The privatization of the banking system has reduced the availability of basic banking services, in particular for rural farmers. In 1972 there was one branch per 34,000 people; by the mid-1990s this figure was 164,000. This means that the most important sector of the economy, namely agriculture, receives insufficient investment to improve productivity. Primarily due to fraudulent practice by employees, 3 of Uganda's national banks collapsed in 1999, namely the Cooperative Bank, International Credit Bank, and Greenland Bank. This has given foreign-owned banks such as Stanbic, Barclays, Standard Chartered, and Trans Africa Bank increased footing in those areas they deem commercially viable, thus providing greater competition against the remaining national banks.

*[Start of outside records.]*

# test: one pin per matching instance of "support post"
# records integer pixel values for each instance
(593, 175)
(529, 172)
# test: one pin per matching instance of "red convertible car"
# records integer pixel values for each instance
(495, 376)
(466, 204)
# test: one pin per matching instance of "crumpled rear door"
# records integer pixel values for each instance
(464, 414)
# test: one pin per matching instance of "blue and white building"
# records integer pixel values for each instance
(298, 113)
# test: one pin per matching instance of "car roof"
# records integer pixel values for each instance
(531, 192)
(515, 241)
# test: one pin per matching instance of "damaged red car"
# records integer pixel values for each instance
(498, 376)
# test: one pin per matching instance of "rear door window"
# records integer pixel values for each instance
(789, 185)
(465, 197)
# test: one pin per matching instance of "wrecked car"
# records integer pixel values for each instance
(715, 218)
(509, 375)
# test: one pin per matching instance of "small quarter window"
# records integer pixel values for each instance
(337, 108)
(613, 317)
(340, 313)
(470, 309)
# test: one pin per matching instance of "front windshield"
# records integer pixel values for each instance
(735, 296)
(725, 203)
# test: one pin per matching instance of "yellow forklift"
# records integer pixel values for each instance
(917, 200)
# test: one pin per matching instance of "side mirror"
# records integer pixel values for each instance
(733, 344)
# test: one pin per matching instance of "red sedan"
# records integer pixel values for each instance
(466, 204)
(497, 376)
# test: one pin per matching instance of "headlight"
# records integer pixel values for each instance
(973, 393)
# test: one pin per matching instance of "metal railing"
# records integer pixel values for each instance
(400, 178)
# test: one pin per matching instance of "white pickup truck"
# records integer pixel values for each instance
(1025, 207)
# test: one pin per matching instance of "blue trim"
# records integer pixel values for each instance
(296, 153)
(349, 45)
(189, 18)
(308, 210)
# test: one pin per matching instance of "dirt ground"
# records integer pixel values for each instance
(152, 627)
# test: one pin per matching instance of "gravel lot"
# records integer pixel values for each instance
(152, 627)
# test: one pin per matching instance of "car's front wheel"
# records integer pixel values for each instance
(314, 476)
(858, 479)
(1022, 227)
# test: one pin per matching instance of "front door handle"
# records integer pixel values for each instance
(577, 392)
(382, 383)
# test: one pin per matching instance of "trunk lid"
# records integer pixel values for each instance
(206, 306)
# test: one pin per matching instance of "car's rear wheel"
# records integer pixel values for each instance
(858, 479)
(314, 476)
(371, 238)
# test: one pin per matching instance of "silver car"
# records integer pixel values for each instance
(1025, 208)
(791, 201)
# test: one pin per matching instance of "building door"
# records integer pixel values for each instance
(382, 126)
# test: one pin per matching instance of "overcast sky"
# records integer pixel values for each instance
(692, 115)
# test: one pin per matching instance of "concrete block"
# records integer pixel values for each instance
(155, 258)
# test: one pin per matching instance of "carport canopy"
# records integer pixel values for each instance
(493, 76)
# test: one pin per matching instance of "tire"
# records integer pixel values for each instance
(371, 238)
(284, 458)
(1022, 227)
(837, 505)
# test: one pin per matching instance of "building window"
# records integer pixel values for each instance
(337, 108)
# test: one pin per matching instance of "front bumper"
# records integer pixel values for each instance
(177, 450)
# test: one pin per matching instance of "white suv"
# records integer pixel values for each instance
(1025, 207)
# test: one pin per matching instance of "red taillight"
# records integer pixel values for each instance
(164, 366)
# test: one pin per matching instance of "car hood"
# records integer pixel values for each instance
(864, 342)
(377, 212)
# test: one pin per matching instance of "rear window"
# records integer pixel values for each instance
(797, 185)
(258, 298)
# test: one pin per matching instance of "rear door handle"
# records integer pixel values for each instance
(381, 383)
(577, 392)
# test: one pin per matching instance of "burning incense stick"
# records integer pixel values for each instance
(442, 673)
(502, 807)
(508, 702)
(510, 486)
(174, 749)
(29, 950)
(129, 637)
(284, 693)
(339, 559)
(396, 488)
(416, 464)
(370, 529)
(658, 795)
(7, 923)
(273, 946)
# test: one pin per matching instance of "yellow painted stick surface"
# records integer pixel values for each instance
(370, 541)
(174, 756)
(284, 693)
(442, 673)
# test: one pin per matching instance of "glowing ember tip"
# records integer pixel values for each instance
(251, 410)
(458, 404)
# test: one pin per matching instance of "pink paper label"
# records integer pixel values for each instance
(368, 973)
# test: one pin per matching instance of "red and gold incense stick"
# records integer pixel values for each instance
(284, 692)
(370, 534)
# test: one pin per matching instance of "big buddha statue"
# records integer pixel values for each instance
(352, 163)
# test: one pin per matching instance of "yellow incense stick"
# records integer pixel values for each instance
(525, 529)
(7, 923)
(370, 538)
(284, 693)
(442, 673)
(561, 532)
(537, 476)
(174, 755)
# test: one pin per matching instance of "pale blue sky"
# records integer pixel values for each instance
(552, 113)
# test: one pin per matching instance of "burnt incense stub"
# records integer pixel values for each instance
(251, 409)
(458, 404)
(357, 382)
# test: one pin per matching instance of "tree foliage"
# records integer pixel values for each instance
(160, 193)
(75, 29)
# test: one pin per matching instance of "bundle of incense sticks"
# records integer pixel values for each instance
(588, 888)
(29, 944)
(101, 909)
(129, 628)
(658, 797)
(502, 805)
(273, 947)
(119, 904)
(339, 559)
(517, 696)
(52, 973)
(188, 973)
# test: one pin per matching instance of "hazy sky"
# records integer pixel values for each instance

Uganda has no territories or colonies.
Uganda Shilling (USh). The largest Ugandan note in circulation is USh10,000 and the smallest is USh50. Recently introduced coins come in denominations of 50, 100, 200, and 500. There are plans to discontinue all notes in these denominations.
Coffee, cotton, tobacco, tea.
Petroleum products, machinery, textiles, metals, transportation equipment.
GROSS DOMESTIC PRODUCT:
US$24.2 billion (purchasing power parity, 1999 est.).
BALANCE OF TRADE:
Exports: US$471 million (f.o.b., 1999). Imports: US$1.1 billion (f.o.b., 1999).